STAT 456: Introduction to Statistical Theory
Lecture 2: Sampling Distributions — \(\bar{X}\) , \(S^2\) , \(\chi^2\) , \(t\) , \(F\)
2026-01-15
Sampling from the Normal Distribution
Today’s Topics:
The derived distributions: \(\chi^2\) , \(t\) , \(F\)
Properties of sample mean \(\bar{X}\) and sample variance \(S^2\)
The surprising independence of \(\bar{X}\) and \(S^2\) under normality
This is one of the most important lectures in the course.

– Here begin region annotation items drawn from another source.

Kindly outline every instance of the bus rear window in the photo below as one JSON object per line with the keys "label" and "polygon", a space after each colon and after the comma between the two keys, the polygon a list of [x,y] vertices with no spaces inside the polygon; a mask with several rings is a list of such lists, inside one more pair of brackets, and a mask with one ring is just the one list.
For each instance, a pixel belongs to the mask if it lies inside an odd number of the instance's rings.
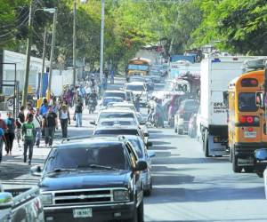
{"label": "bus rear window", "polygon": [[255,92],[240,92],[239,95],[239,109],[242,112],[257,111]]}

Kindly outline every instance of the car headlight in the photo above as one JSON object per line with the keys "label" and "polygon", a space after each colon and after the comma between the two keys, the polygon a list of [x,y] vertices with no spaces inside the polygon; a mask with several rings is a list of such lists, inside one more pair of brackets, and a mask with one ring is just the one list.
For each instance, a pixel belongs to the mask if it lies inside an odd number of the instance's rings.
{"label": "car headlight", "polygon": [[53,204],[53,197],[51,194],[41,194],[43,205]]}
{"label": "car headlight", "polygon": [[127,190],[114,190],[113,199],[116,202],[129,201],[129,193]]}

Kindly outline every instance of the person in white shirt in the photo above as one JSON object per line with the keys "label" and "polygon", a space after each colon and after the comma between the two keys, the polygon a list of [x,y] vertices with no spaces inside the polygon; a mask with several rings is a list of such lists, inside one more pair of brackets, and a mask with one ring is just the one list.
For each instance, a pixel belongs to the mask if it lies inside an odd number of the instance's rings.
{"label": "person in white shirt", "polygon": [[41,116],[39,115],[39,108],[36,108],[36,111],[34,110],[34,108],[30,108],[29,110],[30,114],[33,115],[33,121],[32,123],[35,126],[35,132],[36,132],[36,141],[35,146],[36,147],[40,147],[40,141],[41,141]]}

The independence result (Theorem 5.3.1) is foundational for all inference procedures.
Setup — Random Sample Notation
Definition (Random Sample)
\(X_1, \ldots, X_n\) are a random sample from population with pdf \(f\) if they are iid with common pdf \(f\) .
Sample statistics:
Emphasize the \(n-1\) in the denominator of \(S^2\) . This is the “Bessel correction” that makes \(S^2\) unbiased for \(\sigma^2\) .

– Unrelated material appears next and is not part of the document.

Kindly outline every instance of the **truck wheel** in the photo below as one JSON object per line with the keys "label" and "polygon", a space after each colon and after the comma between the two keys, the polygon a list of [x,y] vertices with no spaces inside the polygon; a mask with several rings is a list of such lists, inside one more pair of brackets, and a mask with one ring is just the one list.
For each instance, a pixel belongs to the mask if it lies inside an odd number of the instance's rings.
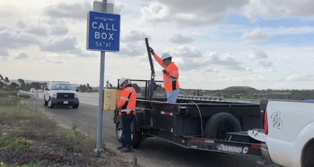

Properties of \(\bar{X}\) and \(S^2\) — General Case
Theorem (No normality assumed)
Let \(X_1, \ldots, X_n\) be a random sample from a population with mean \(\mu\) and variance \(\sigma^2 < \infty\) . Then:
(a) \(E[\bar{X}] = \mu\)
(b) \(\text{Var}(\bar{X}) = \sigma^2/n\)
(c) \(E[S^2] = \sigma^2\)
Note: Part (c) explains the \(n-1\) denominator in \(S^2\) — it makes \(S^2\) an unbiased estimator of \(\sigma^2\) .
Chi-Squared Distribution — Recall
The chi-squared distribution with \(p\) degrees of freedom, denoted \(\chi^2_p\) , has pdf: \[f(x) = \frac{1}{\Gamma(p/2) 2^{p/2}} x^{(p/2)-1} e^{-x/2}, \quad x > 0\]
This is Gamma\((p/2, 2)\) .
Lemma (Key Facts about Chi-Squared)
(a) If \(Z \sim N(0,1)\) , then \(Z^2 \sim \chi^2_1\)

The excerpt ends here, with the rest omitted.